The Smart Energy System Control Laboratory focuses on the support of developments and innovations in the field of smart grids under realistic conditions. The SESCL is a laboratory in which state-of-the-art energy technology systems and new control algorithms are developed and tested [91]. This laboratory is galvanically isolated from the public grid, so that the control algorithms can be approved and investigated in limit ranges (frequency, voltage). In addition, it is possible to control operating points approaching the limits of stability. Such experiments would not be possible using the public grid, as the risk of a complete grid failure is too high. In order to conduct experiments on low-voltage networks under realistic conditions, the laboratory provides a number of energy systems, such as electricity generators (e.g., PV systems, wind power units), electrical machines, generators, inverters, storage systems (e.g., Li-ion batteries), and charging stations, that can be very flexibly interconnected by taking into account the physical properties of the connecting lines to form a micro-grid with a variable topology.
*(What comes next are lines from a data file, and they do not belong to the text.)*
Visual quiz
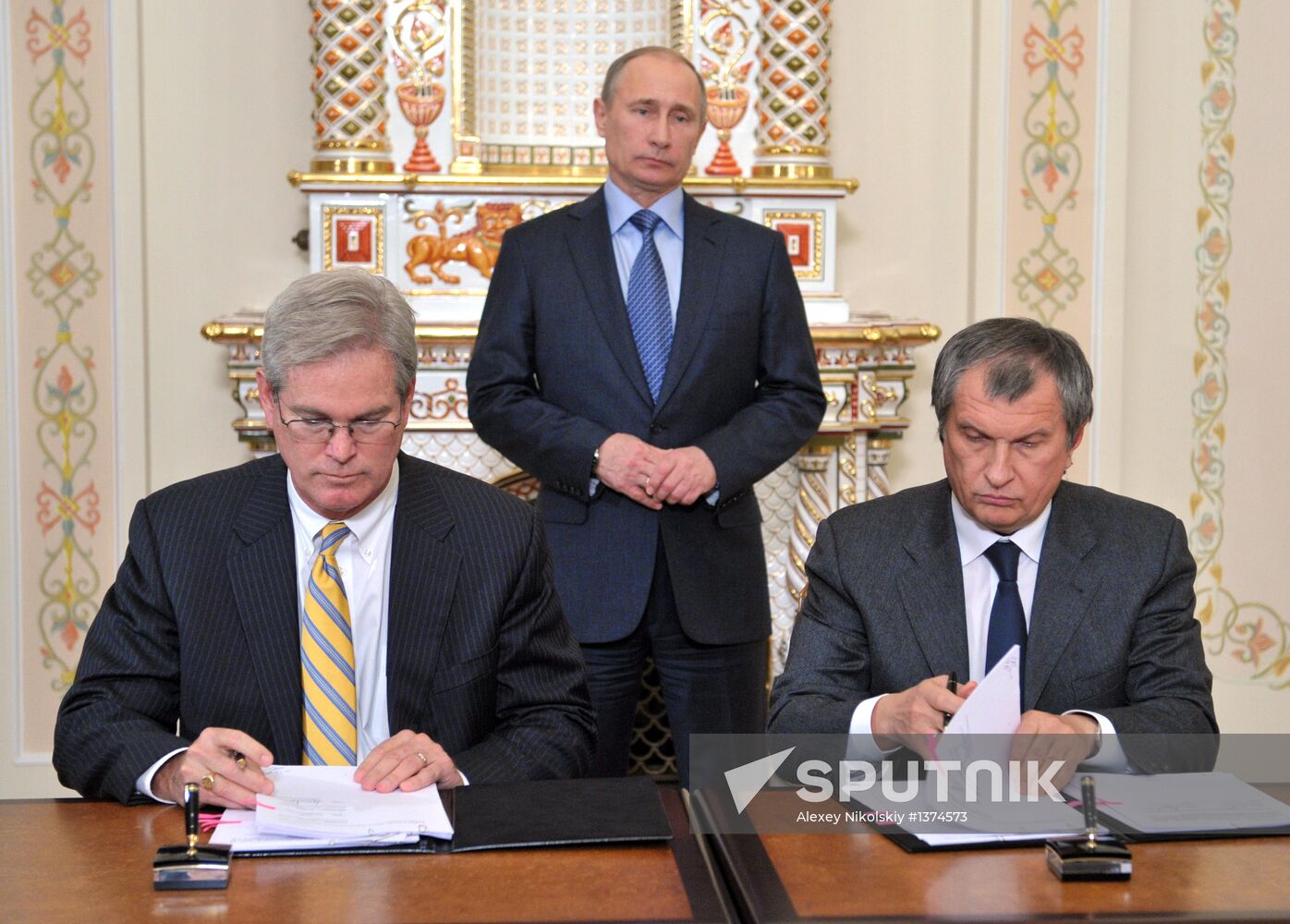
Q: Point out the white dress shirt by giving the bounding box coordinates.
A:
[847,494,1130,773]
[136,463,398,801]
[605,179,685,322]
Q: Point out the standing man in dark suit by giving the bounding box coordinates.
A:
[55,270,595,807]
[467,48,824,784]
[770,318,1218,786]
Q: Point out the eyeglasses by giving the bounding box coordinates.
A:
[277,403,403,444]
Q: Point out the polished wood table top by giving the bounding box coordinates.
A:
[0,790,725,924]
[713,793,1290,921]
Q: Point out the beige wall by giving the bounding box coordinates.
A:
[0,0,1290,796]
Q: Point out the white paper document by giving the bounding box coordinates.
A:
[1065,773,1290,833]
[242,767,453,840]
[211,809,418,853]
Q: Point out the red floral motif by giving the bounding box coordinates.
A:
[27,9,91,63]
[1022,23,1084,76]
[1232,619,1277,667]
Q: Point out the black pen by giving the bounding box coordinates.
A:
[941,671,958,729]
[1079,777,1098,850]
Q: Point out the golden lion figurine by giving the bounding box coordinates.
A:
[404,202,524,286]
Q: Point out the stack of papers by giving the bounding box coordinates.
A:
[211,767,453,853]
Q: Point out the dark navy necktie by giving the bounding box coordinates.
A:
[627,209,672,401]
[986,542,1026,676]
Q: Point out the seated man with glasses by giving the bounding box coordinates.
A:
[55,270,595,807]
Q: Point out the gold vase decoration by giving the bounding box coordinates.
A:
[704,87,748,176]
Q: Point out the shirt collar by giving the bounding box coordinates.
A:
[949,492,1053,568]
[286,459,398,543]
[605,179,685,240]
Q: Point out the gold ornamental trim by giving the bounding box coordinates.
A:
[752,164,834,179]
[322,205,385,276]
[761,209,824,281]
[753,144,828,157]
[313,138,394,153]
[810,324,941,346]
[310,157,395,176]
[201,322,480,344]
[286,168,860,193]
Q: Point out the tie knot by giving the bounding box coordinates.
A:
[627,209,663,235]
[986,542,1022,580]
[319,523,349,555]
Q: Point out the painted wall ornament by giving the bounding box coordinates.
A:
[1188,0,1290,690]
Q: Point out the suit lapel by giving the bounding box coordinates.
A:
[228,459,302,764]
[658,193,725,407]
[385,453,462,735]
[565,188,654,404]
[1022,484,1098,711]
[899,482,968,680]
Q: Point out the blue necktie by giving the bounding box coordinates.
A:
[627,209,672,401]
[986,542,1026,691]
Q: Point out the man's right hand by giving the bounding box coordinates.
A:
[596,433,663,510]
[870,675,977,758]
[152,728,274,808]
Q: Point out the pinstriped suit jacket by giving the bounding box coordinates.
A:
[55,455,595,801]
[770,480,1218,756]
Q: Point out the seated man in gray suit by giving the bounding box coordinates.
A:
[55,270,595,807]
[770,318,1218,786]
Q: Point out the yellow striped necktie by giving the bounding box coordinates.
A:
[300,523,359,767]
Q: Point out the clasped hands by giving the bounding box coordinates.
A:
[152,728,462,808]
[870,675,1098,791]
[596,433,717,510]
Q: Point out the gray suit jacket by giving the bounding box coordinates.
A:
[467,191,824,644]
[55,455,595,801]
[770,480,1218,735]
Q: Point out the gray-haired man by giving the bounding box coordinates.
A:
[55,270,595,807]
[770,318,1218,786]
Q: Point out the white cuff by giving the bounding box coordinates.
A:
[1062,709,1134,773]
[846,693,900,764]
[134,748,189,806]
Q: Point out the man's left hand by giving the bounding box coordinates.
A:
[646,446,717,507]
[1009,709,1098,791]
[354,728,463,793]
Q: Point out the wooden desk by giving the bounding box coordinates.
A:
[0,788,726,924]
[713,794,1290,921]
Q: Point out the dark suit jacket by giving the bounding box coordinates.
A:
[770,481,1218,748]
[467,189,824,644]
[55,455,595,801]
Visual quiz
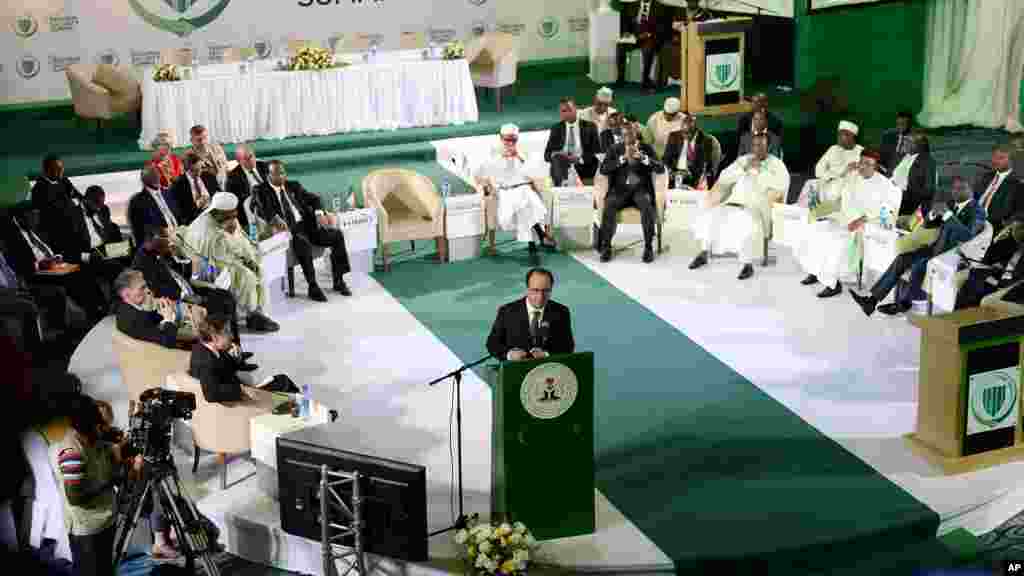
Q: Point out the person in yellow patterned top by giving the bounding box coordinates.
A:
[49,394,141,576]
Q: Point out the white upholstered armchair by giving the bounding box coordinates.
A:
[362,168,447,270]
[465,32,519,112]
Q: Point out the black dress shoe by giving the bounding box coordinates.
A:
[690,250,708,270]
[850,290,879,316]
[818,282,843,298]
[309,285,327,302]
[246,312,281,332]
[879,302,910,316]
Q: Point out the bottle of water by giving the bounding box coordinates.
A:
[299,384,309,418]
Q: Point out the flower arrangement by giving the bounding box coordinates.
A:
[443,41,466,60]
[288,46,334,70]
[455,522,537,576]
[153,64,181,82]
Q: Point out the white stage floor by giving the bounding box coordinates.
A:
[72,218,1024,574]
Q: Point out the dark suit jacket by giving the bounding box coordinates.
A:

To model the operating behavior of the cable/overhead lines, the laboratory features real means of transmission and line replicas that physically simulate this behavior using discrete resistor–inductor–capacitor (RLC) components. In terms of the interconnection, flexibility is ensured by a matrix of alternating and direct current busbars and contactors that are controlled by a centralized automation system. Load shedding and the addition of further producers and consumers, or a combination of the two (prosumers) can be achieved very easily.
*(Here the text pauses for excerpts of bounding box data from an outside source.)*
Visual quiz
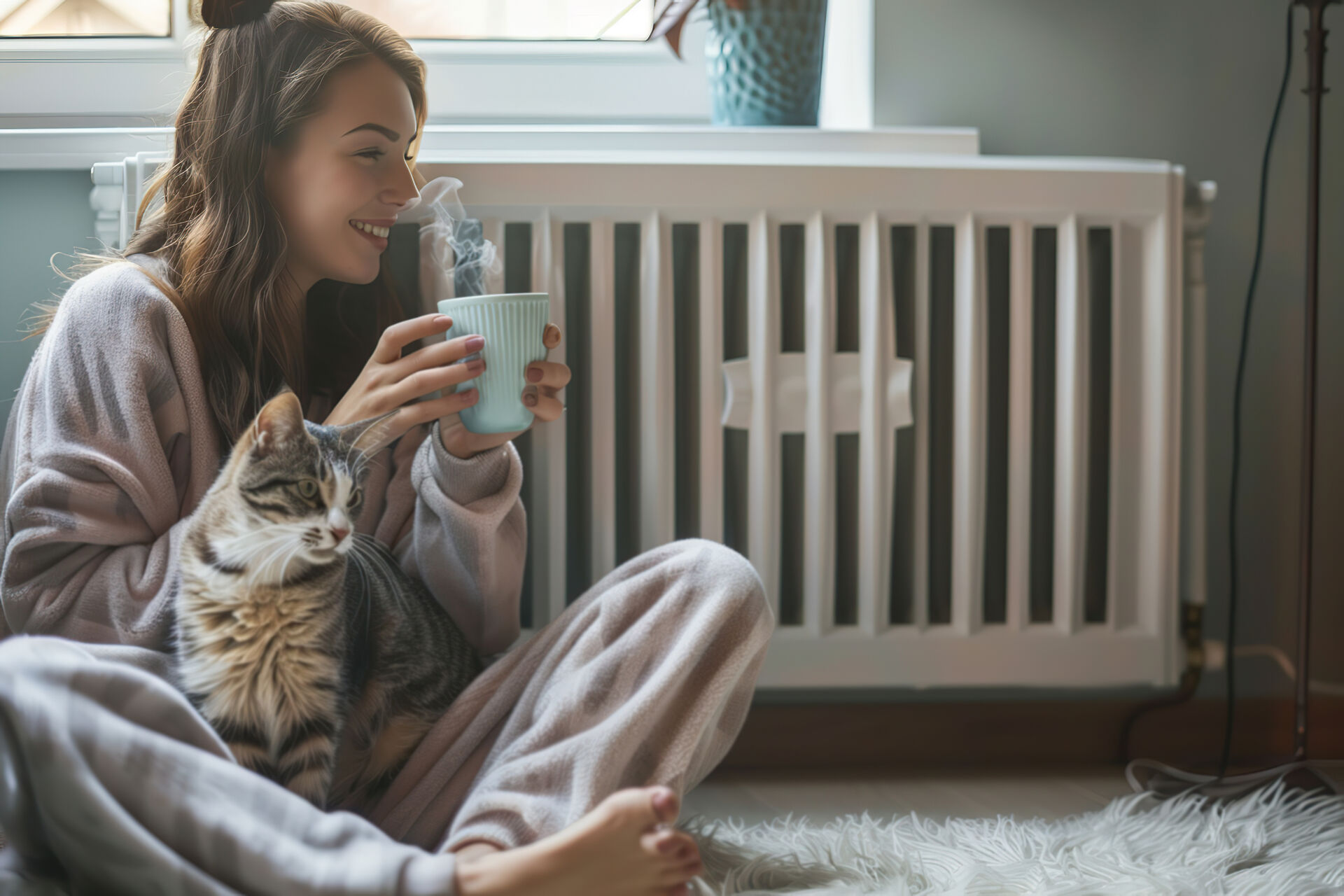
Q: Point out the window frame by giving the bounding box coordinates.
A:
[0,0,875,129]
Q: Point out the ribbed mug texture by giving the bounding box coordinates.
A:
[438,293,551,433]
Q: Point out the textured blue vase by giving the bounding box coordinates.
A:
[704,0,827,126]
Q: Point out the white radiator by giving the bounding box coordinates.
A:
[94,136,1211,688]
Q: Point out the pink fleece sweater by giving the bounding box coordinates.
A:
[0,254,527,655]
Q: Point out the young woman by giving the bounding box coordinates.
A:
[0,0,773,896]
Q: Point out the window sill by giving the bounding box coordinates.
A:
[0,125,980,171]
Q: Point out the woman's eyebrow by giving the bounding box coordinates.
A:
[342,122,402,142]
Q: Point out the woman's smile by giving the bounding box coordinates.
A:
[349,220,390,251]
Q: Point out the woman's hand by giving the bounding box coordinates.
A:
[438,323,570,461]
[323,314,485,444]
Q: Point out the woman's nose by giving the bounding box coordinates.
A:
[383,160,419,208]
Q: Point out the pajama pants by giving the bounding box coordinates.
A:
[0,539,774,896]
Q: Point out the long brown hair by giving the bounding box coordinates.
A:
[29,0,425,442]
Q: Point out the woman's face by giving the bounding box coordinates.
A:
[266,57,419,294]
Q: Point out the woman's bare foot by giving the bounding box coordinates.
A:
[456,788,700,896]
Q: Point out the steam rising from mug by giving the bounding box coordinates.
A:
[396,177,503,299]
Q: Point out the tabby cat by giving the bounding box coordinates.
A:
[175,391,481,808]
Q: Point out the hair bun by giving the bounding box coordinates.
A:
[200,0,276,28]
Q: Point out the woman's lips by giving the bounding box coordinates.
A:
[346,224,387,250]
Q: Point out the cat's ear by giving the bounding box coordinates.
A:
[251,390,305,456]
[332,408,400,454]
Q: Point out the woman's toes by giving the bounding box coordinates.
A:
[645,788,681,823]
[640,827,684,857]
[594,788,676,829]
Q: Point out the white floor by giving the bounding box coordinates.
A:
[681,766,1133,825]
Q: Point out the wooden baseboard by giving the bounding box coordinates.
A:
[720,697,1344,770]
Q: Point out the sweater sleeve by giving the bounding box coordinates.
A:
[377,422,527,655]
[0,263,202,650]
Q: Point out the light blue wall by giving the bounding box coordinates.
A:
[875,0,1344,693]
[0,171,97,416]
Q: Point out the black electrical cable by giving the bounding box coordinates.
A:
[1218,3,1306,780]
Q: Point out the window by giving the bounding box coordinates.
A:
[0,0,653,41]
[0,0,710,129]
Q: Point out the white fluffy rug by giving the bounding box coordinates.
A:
[680,783,1344,896]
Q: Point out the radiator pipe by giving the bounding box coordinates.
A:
[1118,603,1204,764]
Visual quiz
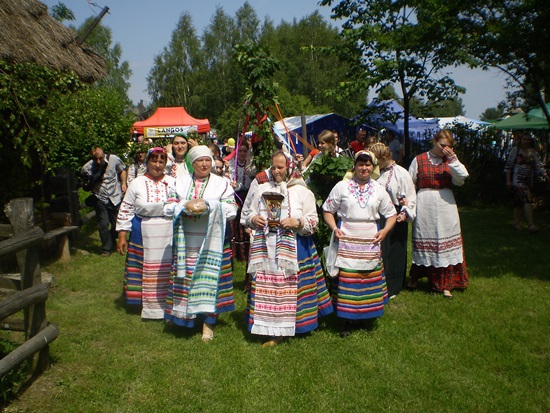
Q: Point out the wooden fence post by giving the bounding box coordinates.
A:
[4,198,50,374]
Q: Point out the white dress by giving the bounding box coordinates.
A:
[323,179,396,320]
[409,152,468,268]
[116,175,175,319]
[164,173,237,328]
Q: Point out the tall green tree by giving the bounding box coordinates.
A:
[262,12,365,117]
[320,0,469,157]
[235,42,279,170]
[479,107,504,122]
[76,17,132,103]
[460,0,550,121]
[147,13,204,112]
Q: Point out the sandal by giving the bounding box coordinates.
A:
[262,337,283,348]
[202,323,214,343]
[443,290,453,298]
[407,282,418,291]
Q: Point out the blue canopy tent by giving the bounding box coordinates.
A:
[369,99,440,142]
[273,113,355,153]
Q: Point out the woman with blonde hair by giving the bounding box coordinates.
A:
[504,132,548,232]
[116,148,175,320]
[323,151,396,337]
[409,129,468,298]
[370,142,416,298]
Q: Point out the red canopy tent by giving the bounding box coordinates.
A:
[133,106,210,138]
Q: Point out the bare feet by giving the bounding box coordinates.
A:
[202,323,214,343]
[262,337,283,348]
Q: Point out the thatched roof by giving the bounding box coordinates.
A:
[0,0,105,83]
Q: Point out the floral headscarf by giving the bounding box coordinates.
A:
[355,150,380,180]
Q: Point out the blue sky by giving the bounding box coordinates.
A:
[43,0,505,118]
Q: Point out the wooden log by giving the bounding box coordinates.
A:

3.5. Living Lab Energy Campus: Integrated Research Platform for Energy-Related Coupling of Pioneering Conversion, Distribution, and Storage Technologies

The Living Lab Energy Campus (LLEC) project is an integrated research platform (see Figure 16) for the coupling of electrical, thermal, and chemical energy flows through an intelligent sensor and control system. Various production, distribution, and storage systems are integrated into the energy supply of the research campus and are then monitored and optimally controlled according to predefined constraints by an adaptive, cloud-based, and model-predictive IT platform. In addition, digital models have been developed for different energy grids, energy demonstrations, and various building types. The demonstrations include various photovoltaic systems, two large Li-ion batteries, a low-temperature waste heat network, and a hydrogen sector with a high level of sector coupling. A large number of sensors collect data via the fluctuating energy flows at the research site. A special significance is attached to achieving an optimal interaction between humans and technology.

A thermal energy center (WVVZ) designed as a modular system supplies the campus with electrical energy and heat. To this end, gas mixtures comprised of natural gas with biogas and hydrogen are used in the installed gas engines. An additional low-temperature network uses waste heat from the JUWELS supercomputer to supply heat to the surrounding buildings by means of heat pumps and simultaneously investigate the electrical and thermal utilization of the network, as well as potential resource savings. Various photovoltaic systems form the basis of the renewable energy supply and are integrated into the energy system in the form of conventional rooftop installations, free-standing modules, and modules fixed to the building façade. The fluctuations in the energy feed that occur are offset by two large Li-ion batteries. At the same time, these batteries serve as an uninterruptible power supply for a selection of sensitive research infrastructures. The LLEC was recently expanded to encompass research issues surrounding vehicle-to-grid (V2G) systems. Various bidirectionally operable charging infrastructures for electric research vehicles are currently being established.

One system- and process-related focus of the LLEC is the long-term and seasonal storage of renewable energy using hydrogen from the MW electrolysis system. As is shown in Figure 1, hydrogen and oxygen from the water electrolysis process each flow through a pressure-resistant pipeline, with only the hydrogen flowing into a pressure tank as additional storage. The hydrogen can also be stored in LOHCs. The loading and unloading of the LOHC takes place in a novel one-reactor system, which for the first time, demonstrates both process steps in a system with a performance of 300 kW_p. The level of heat required for hydrogenation is approximately 300 °C and is obtained from the waste gas of the gas engines. The heat that is generated during dehydrogenation is supplied to the heat supply system on campus. Significantly higher rates of storage efficiency are achieved through this type of sector coupling. All forms of storage enable the stockpiling of gases over many weeks and months before hydrogen can be used to generate electricity and heat in the WVVZ’s gas engines, and hydrogen and oxygen are able to do the same in an alkaline fuel cell.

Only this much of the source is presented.